Cass was disappointed. He had woken eager to come down and talk to Azarya. He’d given him a key to the house so he wouldn’t have to worry about the boy’s having to wander around until somebody got home.
Azarya called Cass at his office during the day to say that Professor Sinai wanted to take him to the Harvard Hillel that night for dinner, and would that be okay? Cass assured him it would be, but again was disappointed-stupidly, of course, since Azarya had come here to spend time not with Cass and Pascale but with Professor Sinai.
Azarya had asked Cass whether there was a time by which he ought to be home, and Cass had said no, he should feel free to come and go as he wanted. That’s why he had given him the key.
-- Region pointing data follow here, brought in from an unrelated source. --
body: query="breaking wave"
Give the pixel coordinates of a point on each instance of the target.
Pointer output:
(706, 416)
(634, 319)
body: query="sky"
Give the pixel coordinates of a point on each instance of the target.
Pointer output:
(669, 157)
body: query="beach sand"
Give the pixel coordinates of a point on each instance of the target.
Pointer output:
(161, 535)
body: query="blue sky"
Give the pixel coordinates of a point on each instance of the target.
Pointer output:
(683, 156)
“But you have to be careful. Not all parts of Cambridge are safe. It’s not like New Walden.”
Azarya assured him, telling him that Professor Sinai was going to drive him home.
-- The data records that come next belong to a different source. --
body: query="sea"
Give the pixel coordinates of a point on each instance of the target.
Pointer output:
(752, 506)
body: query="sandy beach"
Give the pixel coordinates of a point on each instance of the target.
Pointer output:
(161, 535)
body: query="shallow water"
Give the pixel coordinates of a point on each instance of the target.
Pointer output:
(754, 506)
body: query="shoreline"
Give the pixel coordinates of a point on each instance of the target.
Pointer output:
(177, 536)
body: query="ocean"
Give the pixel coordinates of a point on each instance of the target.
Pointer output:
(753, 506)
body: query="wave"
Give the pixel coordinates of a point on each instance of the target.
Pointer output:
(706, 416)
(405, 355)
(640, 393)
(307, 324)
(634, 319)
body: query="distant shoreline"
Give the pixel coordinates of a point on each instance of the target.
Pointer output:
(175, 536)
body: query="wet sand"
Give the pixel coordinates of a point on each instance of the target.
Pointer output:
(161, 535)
Azarya came back a little before midnight. Cass didn’t have to ask him how his day had gone. His flushed face said it all. He began by apologizing for the late hour.
“We lost track of the time.”
“Are you tired now, Azarya? Do you want to go to bed, or do you want to stay up and talk a little?”
“If you’re not too tired, it would be wonderful to talk. I’m too excited to sleep.”
“It was that good?”
They sat at the table, and Cass went to the refrigerator to get some water, juice, and fruit and laid it out, his instincts telling him that this was the thing to do.
“Better. How good I can’t describe. When I tried to put into words something, Professor Sinai knew already what it was before I’d said two syllables, and he had the perfect formulation ready for it. He speaks in music. Mathematical music. He wasn’t teaching today, and he thought I should see what the classes at MIT are like. I sat in on a class on topology, which was wonderful, and then another class on modern philosophy that was also wonderful.”
“Did you and Professor Sinai talk about your future?”
“He wants me to come to MIT next year. We didn’t talk that much about it. We were too busy speaking math.”
“You’re not too young?”
“He did mention the William James Sidis rule. Do you know who is this William James Sidis? Professor Sinai was vague on the details.”
“He’s the cautionary tale of how not to raise your prodigy. He was the son of two doctors, and according to legend taught himself eight languages by the age of eight and lectured on four-dimensional bodies when he was eleven. He graduated from Harvard at sixteen, burned out early, spent his adult life doing menial jobs and collecting subway transfers, and would run screaming if anyone mentioned mathematics to him.”
“That would explain it. He said there’s an unofficial rule at MIT, that they call the William James Sidis rule, not to accept kids who are too young, that just because a student is ready to do advanced math doesn’t mean he’s mature enough to live away from home and go to college.”
“That makes sense.”
“But I’ll be seventeen next year, an old man compared to William James Sidis. Professor Sinai doesn’t think there will be a problem, even though my education has been what he’s kind enough to call ‘unconventional.’ ”
“What do you call it?”
Cass knew he was pushing, asking such a direct question, but it seemed to him that Azarya wanted to talk about this subject. He was right.
“I call it nonexistent.”
“Do you really think so? You’ve been studying your whole life.”